Network file systems (superseded)

Modal lets you create writeable volumes that can be simultaneously attached to multiple Modal functions. These are helpful for use cases such as:

  1. Storing datasets
  2. Keeping a shared cache for expensive computations
  3. Leveraging POSIX filesystem APIs for both local and remote data storage

Note: NetworkFileSystems have been superseded. Modal NetworkFileSystems are limited by the fact that they are located in only one cloud region. Since Modal compute runs in multiple regions, this causes variable latency and throughput issues when accessing the file system.

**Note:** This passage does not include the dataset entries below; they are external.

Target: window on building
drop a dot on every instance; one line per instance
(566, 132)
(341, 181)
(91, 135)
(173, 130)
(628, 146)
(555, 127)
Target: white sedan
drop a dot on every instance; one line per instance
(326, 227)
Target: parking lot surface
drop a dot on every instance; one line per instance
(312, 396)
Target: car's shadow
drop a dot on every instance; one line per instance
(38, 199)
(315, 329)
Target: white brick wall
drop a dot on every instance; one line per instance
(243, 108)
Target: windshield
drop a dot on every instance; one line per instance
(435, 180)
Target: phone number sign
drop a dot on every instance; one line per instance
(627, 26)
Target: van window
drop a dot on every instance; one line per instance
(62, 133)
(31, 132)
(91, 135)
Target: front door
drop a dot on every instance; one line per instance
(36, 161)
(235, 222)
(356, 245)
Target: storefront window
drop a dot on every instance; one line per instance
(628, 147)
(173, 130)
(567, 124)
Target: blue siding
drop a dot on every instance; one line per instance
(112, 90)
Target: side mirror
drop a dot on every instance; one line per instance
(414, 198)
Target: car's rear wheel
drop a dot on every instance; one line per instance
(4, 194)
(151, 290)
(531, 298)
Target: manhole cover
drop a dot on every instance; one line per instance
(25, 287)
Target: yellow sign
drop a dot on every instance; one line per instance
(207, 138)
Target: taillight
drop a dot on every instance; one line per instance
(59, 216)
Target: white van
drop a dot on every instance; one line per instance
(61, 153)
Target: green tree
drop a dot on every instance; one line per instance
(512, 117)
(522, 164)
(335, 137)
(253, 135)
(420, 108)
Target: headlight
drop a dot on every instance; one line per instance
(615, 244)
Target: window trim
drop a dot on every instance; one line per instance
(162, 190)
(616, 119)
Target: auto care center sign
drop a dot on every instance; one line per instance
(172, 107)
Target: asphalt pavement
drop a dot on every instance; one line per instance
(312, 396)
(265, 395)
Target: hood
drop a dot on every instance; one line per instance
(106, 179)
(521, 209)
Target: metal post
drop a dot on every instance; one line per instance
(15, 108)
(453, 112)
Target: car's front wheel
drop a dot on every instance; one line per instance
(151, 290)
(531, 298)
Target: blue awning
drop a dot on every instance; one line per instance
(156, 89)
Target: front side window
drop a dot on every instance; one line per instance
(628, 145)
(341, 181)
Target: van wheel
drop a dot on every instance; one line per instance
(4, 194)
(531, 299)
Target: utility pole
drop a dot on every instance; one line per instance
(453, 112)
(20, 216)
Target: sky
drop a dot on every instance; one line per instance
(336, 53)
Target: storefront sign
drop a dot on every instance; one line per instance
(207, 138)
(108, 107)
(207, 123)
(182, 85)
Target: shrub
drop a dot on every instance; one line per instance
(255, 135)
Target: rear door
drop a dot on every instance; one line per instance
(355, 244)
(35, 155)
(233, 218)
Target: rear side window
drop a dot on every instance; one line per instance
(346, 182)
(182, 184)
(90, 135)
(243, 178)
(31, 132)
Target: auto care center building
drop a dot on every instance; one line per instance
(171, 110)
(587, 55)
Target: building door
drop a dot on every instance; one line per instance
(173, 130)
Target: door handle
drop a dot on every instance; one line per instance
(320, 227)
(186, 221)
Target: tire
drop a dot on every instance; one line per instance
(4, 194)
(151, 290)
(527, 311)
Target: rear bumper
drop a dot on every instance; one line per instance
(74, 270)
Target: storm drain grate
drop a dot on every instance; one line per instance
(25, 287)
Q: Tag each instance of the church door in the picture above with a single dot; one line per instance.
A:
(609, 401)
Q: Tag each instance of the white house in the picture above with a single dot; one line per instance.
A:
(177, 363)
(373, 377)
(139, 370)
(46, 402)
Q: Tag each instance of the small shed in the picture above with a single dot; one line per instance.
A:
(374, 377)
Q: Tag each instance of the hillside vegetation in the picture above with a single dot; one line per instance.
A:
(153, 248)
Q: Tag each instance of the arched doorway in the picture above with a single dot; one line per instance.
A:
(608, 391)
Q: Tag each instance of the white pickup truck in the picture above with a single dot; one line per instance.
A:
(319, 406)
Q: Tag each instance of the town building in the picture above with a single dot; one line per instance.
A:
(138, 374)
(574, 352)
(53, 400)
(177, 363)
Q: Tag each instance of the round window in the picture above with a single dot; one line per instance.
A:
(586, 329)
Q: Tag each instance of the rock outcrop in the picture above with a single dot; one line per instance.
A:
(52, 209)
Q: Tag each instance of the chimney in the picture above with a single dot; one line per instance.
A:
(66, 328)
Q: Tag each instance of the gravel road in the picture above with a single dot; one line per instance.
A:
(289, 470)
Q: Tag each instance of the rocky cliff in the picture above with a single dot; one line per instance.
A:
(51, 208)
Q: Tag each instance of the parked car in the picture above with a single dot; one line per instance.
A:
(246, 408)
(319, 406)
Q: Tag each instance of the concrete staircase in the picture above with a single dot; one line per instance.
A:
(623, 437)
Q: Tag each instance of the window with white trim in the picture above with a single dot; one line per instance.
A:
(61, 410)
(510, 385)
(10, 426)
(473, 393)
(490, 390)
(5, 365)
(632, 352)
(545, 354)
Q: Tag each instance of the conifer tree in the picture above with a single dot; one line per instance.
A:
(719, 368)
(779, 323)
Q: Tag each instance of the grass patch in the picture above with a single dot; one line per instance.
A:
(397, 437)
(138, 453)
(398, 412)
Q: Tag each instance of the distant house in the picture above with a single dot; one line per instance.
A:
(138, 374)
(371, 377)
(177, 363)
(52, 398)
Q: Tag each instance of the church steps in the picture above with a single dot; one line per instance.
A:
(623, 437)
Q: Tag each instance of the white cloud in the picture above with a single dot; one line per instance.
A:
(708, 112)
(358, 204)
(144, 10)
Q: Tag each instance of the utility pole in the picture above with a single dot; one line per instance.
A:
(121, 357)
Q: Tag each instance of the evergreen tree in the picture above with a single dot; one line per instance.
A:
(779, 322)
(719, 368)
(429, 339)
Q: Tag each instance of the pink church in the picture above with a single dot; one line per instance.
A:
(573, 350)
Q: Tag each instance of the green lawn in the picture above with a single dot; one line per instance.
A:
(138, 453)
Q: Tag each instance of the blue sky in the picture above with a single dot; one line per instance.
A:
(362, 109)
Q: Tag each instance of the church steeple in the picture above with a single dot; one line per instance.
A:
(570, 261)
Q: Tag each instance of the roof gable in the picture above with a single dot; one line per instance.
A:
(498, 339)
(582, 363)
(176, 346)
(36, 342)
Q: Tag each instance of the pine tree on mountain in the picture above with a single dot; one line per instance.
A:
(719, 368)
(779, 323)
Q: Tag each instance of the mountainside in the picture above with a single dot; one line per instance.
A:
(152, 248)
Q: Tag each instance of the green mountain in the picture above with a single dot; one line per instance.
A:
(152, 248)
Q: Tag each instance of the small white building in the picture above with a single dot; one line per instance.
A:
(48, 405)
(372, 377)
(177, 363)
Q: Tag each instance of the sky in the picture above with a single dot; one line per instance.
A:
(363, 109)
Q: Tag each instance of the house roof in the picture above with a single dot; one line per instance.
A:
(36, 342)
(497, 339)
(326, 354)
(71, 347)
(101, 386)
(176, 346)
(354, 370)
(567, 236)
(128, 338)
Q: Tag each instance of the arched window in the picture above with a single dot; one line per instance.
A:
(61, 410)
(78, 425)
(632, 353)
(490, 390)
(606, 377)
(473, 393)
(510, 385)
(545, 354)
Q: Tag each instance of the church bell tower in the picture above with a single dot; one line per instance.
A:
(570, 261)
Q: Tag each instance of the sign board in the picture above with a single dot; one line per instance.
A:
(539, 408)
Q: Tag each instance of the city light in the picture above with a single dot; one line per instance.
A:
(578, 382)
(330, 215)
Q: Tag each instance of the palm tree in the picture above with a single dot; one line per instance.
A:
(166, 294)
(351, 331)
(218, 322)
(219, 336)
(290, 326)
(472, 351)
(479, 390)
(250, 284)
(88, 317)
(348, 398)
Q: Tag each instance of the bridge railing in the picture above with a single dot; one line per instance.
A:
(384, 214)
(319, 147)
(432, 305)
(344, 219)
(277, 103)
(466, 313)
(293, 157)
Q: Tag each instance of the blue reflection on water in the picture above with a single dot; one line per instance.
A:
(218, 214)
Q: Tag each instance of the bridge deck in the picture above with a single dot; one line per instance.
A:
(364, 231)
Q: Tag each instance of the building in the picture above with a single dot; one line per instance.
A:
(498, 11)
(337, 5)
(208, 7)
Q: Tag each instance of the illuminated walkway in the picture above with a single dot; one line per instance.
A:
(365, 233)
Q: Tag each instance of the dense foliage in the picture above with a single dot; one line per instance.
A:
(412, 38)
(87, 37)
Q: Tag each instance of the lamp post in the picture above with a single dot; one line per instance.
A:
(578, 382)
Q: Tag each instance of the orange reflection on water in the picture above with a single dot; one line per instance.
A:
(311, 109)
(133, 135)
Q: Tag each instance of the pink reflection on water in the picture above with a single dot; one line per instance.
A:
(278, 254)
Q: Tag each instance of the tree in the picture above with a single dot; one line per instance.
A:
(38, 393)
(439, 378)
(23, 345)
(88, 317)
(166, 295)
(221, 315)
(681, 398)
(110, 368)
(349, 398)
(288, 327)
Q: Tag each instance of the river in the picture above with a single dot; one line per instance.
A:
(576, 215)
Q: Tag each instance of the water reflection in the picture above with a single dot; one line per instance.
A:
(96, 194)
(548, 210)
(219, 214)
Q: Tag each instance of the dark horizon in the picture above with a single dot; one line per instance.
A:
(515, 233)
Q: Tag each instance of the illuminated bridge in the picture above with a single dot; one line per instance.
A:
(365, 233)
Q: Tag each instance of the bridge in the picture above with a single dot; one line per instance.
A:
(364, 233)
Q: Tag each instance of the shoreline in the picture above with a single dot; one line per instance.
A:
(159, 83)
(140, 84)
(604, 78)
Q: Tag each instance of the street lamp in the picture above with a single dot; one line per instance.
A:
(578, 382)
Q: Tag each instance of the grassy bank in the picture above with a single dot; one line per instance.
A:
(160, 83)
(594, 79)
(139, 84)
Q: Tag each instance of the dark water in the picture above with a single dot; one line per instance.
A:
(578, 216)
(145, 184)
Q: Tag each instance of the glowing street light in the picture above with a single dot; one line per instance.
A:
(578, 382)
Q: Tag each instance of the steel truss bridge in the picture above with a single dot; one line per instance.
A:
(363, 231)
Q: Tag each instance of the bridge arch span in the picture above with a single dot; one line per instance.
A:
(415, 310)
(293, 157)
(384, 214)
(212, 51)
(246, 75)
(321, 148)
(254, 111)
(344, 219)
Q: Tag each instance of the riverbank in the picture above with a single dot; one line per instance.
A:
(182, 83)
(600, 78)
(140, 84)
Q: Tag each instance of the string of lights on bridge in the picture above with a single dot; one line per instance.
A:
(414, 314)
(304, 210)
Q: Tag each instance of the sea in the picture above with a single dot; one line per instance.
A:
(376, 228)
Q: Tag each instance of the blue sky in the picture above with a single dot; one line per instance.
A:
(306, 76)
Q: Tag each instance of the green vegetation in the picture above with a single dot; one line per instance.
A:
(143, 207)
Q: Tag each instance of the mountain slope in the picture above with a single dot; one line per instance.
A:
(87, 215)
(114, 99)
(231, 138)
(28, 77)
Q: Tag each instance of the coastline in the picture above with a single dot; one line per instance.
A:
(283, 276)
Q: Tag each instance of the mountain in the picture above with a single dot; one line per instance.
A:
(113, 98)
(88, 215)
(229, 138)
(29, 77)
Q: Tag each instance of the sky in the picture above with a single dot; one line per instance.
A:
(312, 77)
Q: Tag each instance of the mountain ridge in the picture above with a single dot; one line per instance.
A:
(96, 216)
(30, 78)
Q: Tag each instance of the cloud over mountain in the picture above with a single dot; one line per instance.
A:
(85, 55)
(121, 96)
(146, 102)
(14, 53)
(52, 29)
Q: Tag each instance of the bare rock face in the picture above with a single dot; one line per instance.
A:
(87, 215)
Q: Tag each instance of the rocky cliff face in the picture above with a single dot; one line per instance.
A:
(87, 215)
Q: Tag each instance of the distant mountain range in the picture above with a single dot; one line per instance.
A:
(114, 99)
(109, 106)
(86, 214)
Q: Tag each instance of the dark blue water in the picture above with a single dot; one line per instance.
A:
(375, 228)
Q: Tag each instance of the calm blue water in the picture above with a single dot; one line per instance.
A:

To address this, we have a new distributed storage primitive, modal.Volume, that offers fast reads and writes across all regions. NetworkFileSystems are still supported and useful in some circumstances, but we recommend trying out Volumes first for most new projects.

Basic example

The modal.NetworkFileSystem constructor initializes an empty volume. This can be mounted within a function by providing a mapping between mount paths and NetworkFileSystem objects. For example, to use a NetworkFileSystem to initialize a shared shelve disk cache:

import shelve
import modal

volume = modal.NetworkFileSystem.new()

@stub.function(network_file_systems={"/root/cache": volume})
def expensive_computation(key: str):
    with shelve.open("/root/cache/shelve") as cache:
        cached_val = cache.get(key)

    if cached_val is not None:
        return cached_val

    # cache miss; populate value
    ...

The above implements basic disk caching, but be aware that shelve does not guarantee correctness in the event of concurrent read/write operations. To protect against concurrent write conflicts, the flufl.lock package is useful. An example of that library’s usage is in the Datasette example.

Persisting volumes

By default, a modal.NetworkFileSystem lives as long as the app it’s defined in, just like any other Modal object. However in many situations you might want to persist file data between runs of the app. To do this, you can use the persisted method on the NetworkFileSystem object. For example, to durably store trained model checkpoints when running a model training job:

import modal

volume = modal.NetworkFileSystem.persisted("job-storage-vol")

stub = modal.Stub()

MODEL_DIR = "/models"

@stub.function(
    network_file_systems={MODEL_DIR: volume},
)
def run_training():
    ...
    ...
    trainer.save(MODEL_DIR)

Deleting volumes

To remove a persisted network file system, deleting all its data, you must “stop” it. This can be done via the network file system’s dashboard app page or the CLI.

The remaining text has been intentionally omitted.